The Creative Journey

I started making art as an adolescent, raised in Greenwich Village by an artistic single mother. My early influences were abstract expressionists like Rauschenberg, Motherwell, and Johns. I discovered painting in a small studio on Perry Street while my mother made large plastic light sculptures using an industrial vacuuform machinery that my stepfather helped build.


In my early twenties, I began exploring technology-based mediums, with video and photography becoming my primary art forms. I was drawn to their accessibility and ability to document and record everyday moments. I graduated from the Philadelphia College of Art—now UARTS—in 1975 with a BFA in Film. Choosing to major in film was a career-motivated decision, as commercials were evolving into an art form, attracting music video directors like Spike Jonze and Michel Gondry, who created experimental and highly stylized commercial works. I put my art on the back burner while I built my career and my family.


In 2001, at the age of 48, 18 months after the birth of my second child, I was diagnosed with stage-three blood cancer with a poor prognosis. With no cure available at the time, I was given a range of five months to five years to live. I closed my business and ended my twenty-year career. I went on the road in search of experimental and new treatments. I found a doctor in Little Rock, Arkansas, with a controversial back-to-back dual stem cell transplant protocol. For three-month-long stints, I lived on canned food in isolation, away from my family. My wife would visit for a week or two but had to leave to care for our twelve-year-old daughter and two-year-old son.


Perhaps my early exposure to avant-garde methods and tools fueled my decision to seek out conventional treatments—my mother had always embraced experimental art and technology. As I began my recovery, I rediscovered art. Using a digital camera and a laptop, I wandered around Little Rock, drawn to liminal spaces such as train yards and graffiti-filled industrial lots. I took thousands of digital photographs alone and in a state of transition myself. Back in my hotel, I carefully assembled collages, using color and shape to move the eye over geometric abstract forms, and integrated organic 2D painted elements. The picture cells grew and divided uncontrollably, much like the cancer in my body. In a series, I photographed my shadow in different places around Little Rock, digitally enhancing the images in surreal tableaux of isolation.


At the time, digital art was gaining traction among a niche audience. In 2002, I participated in Pixel Perfect, my first group show in Chelsea, alongside four other pioneering digital artists; the exhibition marked a significant moment in the burgeoning field of digital art. It reflected my personal journey and the innovative spirit inherited from my mother.

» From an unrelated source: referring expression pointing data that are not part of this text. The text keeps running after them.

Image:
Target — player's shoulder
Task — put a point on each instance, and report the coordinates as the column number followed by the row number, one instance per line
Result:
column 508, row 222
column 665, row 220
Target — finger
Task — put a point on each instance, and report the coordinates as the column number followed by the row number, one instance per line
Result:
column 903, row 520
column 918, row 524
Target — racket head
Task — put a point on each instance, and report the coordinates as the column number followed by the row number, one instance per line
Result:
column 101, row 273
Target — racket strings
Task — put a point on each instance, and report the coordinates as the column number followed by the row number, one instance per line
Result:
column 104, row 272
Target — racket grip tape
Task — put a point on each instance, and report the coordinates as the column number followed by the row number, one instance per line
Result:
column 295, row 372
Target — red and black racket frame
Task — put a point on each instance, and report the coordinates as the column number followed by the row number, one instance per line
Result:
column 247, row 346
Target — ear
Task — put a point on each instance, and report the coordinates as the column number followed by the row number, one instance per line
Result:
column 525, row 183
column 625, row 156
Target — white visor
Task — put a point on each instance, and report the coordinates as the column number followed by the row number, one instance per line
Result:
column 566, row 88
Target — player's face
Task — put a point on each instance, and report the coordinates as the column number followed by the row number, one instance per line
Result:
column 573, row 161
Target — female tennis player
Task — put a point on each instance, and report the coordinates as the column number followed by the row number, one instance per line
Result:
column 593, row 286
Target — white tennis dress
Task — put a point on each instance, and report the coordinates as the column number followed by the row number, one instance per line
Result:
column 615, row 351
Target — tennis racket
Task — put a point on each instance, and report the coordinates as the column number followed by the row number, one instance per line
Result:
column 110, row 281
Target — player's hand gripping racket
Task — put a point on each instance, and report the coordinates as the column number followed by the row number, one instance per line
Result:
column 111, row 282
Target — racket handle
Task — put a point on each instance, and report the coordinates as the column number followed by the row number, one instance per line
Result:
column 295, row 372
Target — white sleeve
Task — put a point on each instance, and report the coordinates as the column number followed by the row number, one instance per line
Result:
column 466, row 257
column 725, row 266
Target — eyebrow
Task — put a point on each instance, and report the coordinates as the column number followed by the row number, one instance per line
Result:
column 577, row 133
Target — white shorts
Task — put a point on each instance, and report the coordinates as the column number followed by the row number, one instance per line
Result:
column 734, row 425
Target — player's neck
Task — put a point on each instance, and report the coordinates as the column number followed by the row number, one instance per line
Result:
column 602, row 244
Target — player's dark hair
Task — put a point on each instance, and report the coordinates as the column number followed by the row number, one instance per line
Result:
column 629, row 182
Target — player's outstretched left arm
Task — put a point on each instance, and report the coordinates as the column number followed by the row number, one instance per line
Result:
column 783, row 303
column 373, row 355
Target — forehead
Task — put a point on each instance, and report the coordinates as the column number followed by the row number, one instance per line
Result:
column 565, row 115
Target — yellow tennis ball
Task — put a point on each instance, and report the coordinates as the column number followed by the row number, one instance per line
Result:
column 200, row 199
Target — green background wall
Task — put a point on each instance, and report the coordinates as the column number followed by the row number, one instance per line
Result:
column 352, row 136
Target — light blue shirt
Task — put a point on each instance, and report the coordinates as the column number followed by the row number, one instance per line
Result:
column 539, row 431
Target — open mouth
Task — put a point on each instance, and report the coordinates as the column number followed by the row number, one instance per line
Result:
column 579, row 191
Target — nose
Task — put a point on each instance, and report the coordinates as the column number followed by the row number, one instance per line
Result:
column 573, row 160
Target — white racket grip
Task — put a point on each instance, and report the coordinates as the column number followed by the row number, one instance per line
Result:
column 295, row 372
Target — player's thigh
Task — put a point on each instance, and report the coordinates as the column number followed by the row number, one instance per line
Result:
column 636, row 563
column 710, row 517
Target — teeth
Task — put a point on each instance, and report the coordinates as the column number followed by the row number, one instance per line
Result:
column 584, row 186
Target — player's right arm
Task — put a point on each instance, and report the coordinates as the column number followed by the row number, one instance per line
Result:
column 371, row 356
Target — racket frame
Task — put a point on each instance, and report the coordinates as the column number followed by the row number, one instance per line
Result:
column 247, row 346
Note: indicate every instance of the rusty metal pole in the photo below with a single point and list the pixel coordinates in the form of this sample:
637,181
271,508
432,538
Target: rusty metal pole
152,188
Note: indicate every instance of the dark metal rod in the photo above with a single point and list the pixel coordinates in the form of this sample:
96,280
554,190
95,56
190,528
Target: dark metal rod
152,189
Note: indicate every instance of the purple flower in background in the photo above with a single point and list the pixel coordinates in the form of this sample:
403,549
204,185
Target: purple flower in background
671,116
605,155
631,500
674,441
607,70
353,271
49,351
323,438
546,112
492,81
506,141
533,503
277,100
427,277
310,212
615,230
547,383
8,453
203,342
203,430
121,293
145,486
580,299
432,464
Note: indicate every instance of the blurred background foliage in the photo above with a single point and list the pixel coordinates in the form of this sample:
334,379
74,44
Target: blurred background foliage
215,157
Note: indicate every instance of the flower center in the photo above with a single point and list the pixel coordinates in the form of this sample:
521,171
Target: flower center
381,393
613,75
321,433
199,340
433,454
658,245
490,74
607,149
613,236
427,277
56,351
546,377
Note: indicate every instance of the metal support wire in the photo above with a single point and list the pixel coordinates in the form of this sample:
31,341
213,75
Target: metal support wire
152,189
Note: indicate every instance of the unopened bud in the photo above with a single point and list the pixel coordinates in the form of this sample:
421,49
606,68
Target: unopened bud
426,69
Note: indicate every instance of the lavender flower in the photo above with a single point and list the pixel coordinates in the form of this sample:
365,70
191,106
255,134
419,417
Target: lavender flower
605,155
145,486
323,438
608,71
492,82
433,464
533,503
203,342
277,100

Much of my work has evolved through experimentation. Today, I continue to use photography as a point of origin, layering over the image with other parts of photographs or adding painted layers over an existing image. Technology has always been the ethos of my work, and I continue to adopt and expand my art using new programs and advancements.


As I look to the future, I am excited about AI's possibilities in the art world. However, a part of me holds a Luddite's caution, wary of fully embracing this technological revolution. My deep love for the artist's voice and the power of art as a means to express profound emotional responses keeps me grounded. 


The tension between my fear of technology's potential dangers and my curiosity about its possibilities is the crux where my art most comfortably lies. This tension mirrors my journey with cancer—balancing hope for experimental treatments with the fear of the unknown. Just as I sought unconventional methods to combat my illness, I now navigate the frontier of digital and AI art while maintaining the raw core of my work. Perhaps it is my childhood, rooted in a love of experimentation and curiosity, that I have to thank for the twenty-three years I've spent in remission. Much like my life, my art thrives in the space where the unknown becomes a canvas for healing and creation.


Awards and CV 


“Your first 10,000 photographs are your worst.”

– Henri Cartier-Bresson


Marc is an award-winning contemporary, mixed media, and fine-art artist with an art studio in Greenwich, CT. He works with clients and interior decorators to create custom wall art and pieces that will complement the space. His commercial clients include Verisign, The Furguson Library, Greenwich Hospital, and Priceline Group. Marc's work is represented in residences and work spaces both internationally and throughout Connecticut and New York. Marc likes to think of his commission process as fun, collaborative, and part of the journey to create something unique.